Em defesa de São Paulo; pela Confederação
Por J. Nascimento Franco*
A idéia separatista sempre existiu e nunca pôde ser sufocada definitivamente pelas forças repressivas da União. Já a unidade nacional é ensinada desde os primeiros dias escolares, nas aulas de geografia e história e, por força do hábito, pela mídia. Mas à medida que a inteligência ganha autonomia, o jovem vai tomando conhecimento de respeitáveis opiniões no sentido de que a unidade territorial e política constitui em embaraço ao desenvolvimento dos Estados. Por isso, o tema separatista até há pouco vinha sendo tratado de forma mais desinibida apenas pelos sociólogos e historiadores, em obras especializadas. No comum, a unidade Nacional indissolúvel é tese oficial apoiada por comodismo, interesse ou pouca afeição a seu torrão natal…
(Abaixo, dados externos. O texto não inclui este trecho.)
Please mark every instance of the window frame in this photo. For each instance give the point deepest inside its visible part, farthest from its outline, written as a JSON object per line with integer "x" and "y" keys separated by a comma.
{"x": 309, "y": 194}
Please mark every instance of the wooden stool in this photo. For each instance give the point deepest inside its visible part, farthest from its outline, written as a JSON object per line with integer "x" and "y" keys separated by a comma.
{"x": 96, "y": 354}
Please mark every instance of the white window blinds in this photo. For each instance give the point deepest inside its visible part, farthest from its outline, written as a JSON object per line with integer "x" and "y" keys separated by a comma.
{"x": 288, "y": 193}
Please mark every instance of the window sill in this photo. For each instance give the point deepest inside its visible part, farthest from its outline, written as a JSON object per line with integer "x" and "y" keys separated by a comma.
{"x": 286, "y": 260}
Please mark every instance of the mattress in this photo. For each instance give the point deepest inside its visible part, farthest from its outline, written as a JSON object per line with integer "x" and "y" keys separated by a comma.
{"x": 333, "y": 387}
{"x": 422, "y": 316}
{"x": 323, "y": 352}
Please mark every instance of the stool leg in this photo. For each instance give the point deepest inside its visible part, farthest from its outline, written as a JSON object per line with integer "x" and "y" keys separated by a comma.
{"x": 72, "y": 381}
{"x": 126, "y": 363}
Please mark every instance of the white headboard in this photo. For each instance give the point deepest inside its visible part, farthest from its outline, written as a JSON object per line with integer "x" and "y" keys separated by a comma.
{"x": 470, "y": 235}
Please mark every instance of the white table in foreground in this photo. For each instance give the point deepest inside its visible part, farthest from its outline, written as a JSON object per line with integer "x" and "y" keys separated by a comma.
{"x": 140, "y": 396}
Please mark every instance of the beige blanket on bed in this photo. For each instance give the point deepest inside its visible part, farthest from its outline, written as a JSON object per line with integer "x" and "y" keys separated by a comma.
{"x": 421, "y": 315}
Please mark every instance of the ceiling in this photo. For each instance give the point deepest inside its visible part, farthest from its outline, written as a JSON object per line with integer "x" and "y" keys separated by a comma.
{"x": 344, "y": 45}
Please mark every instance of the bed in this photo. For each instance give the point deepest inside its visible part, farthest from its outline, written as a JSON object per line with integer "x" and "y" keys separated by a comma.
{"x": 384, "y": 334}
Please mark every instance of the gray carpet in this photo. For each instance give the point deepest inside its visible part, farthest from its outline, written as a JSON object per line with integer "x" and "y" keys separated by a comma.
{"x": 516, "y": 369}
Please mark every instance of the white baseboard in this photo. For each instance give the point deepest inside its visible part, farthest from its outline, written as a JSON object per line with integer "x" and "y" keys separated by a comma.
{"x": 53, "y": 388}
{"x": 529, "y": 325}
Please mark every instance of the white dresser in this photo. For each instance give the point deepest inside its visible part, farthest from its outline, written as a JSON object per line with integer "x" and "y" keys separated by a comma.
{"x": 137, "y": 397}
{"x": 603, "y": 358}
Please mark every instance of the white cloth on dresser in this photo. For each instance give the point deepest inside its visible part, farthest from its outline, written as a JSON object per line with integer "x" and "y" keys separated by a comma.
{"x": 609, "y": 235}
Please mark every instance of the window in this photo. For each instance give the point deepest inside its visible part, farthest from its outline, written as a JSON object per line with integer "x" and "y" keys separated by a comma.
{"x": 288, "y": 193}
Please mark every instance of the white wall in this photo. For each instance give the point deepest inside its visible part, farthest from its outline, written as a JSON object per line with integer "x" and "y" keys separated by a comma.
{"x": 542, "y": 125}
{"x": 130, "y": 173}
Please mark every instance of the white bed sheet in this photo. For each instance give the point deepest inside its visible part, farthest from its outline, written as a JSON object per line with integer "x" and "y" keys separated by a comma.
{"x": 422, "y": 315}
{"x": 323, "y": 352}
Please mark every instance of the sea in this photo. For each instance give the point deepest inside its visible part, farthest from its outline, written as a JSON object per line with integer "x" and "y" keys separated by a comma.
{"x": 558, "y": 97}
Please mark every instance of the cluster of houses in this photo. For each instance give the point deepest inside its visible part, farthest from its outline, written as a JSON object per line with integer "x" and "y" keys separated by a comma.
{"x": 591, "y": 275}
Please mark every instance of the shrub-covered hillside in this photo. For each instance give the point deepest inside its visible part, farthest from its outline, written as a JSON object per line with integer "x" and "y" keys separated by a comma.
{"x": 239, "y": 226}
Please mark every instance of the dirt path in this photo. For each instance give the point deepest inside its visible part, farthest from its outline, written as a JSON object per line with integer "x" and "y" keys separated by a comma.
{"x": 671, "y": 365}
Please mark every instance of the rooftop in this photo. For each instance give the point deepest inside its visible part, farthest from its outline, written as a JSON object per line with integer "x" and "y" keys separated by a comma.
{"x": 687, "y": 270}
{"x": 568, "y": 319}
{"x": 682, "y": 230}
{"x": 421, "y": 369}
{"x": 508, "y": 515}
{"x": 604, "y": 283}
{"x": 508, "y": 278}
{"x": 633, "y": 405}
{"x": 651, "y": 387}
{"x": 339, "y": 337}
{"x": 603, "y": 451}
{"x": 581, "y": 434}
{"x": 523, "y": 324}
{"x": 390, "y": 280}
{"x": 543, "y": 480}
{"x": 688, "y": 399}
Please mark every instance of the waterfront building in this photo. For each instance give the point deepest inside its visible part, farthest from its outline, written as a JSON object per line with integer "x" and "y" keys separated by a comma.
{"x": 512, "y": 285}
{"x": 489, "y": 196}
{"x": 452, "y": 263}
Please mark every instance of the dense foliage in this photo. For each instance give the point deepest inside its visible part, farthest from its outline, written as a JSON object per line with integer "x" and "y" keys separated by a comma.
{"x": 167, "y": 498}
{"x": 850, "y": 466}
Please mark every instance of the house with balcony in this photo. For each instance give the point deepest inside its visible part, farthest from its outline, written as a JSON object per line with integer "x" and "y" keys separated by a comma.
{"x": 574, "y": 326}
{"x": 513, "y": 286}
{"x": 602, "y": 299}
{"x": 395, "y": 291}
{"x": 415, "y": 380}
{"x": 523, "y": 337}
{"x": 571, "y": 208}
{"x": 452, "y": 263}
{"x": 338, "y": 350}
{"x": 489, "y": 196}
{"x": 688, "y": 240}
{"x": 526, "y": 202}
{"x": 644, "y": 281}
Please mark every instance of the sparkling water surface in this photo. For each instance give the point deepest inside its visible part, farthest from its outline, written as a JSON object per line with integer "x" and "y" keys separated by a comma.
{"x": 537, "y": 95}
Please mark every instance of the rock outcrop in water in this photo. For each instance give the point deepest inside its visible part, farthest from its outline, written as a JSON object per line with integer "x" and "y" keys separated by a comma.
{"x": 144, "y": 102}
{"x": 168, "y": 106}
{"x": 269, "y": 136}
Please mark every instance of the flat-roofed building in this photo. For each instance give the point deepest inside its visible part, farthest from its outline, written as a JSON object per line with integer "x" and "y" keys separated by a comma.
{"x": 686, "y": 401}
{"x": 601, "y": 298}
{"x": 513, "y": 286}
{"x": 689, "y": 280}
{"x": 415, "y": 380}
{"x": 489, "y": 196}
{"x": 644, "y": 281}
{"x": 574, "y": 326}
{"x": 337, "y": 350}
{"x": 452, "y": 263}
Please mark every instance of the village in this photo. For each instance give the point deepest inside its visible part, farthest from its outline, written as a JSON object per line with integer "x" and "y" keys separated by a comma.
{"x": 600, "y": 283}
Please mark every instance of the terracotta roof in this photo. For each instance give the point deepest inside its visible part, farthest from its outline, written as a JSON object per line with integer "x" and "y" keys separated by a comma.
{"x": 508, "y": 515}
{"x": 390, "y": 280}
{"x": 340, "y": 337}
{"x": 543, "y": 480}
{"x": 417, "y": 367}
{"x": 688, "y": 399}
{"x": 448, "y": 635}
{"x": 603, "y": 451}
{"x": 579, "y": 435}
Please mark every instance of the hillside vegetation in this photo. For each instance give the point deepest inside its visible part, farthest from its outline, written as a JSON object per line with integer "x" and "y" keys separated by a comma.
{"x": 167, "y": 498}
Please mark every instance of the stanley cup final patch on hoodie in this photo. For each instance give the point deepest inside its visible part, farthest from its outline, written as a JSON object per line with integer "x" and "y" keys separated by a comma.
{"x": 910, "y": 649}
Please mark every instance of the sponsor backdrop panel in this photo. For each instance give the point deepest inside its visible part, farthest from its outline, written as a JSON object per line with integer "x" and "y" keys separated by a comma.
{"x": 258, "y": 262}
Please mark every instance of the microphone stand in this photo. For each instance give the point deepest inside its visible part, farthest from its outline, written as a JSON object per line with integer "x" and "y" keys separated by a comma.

De todo modo, só por má fé alguém pode misturar com o neonazismo praticado por alguns extremistas, entre os quais os “skin-heads”. A confusão nasceu da deturpação de um líder separatista sulino por uma repórter da rede Globo, tão primária quanto despreocupada com a ética profissional. Homens cultos e bem intencionados, chegaram a ser enganados por essa distorção, mas logo perceberam que o separatismo tem outras e mais profundas motivações, enquanto o neo-nazismo tem origens diferentes, segundo constatou importante estudo levado a efeito em fins de 1993 pela Universidade de Tel Aviv, sobre a expansão do neo-nazismo no Brasil e nos demais países da América do Sul. Após alentada pesquisa, foi elaborado um relatório comprovando que focos neo-nazistas proliferam também no Norte e no Nordeste orientados por organizações montadas em Belém e no Recife, e estimulados por uma colônia de refugiados alemães residentes na cidade de Honebau no Paraguay.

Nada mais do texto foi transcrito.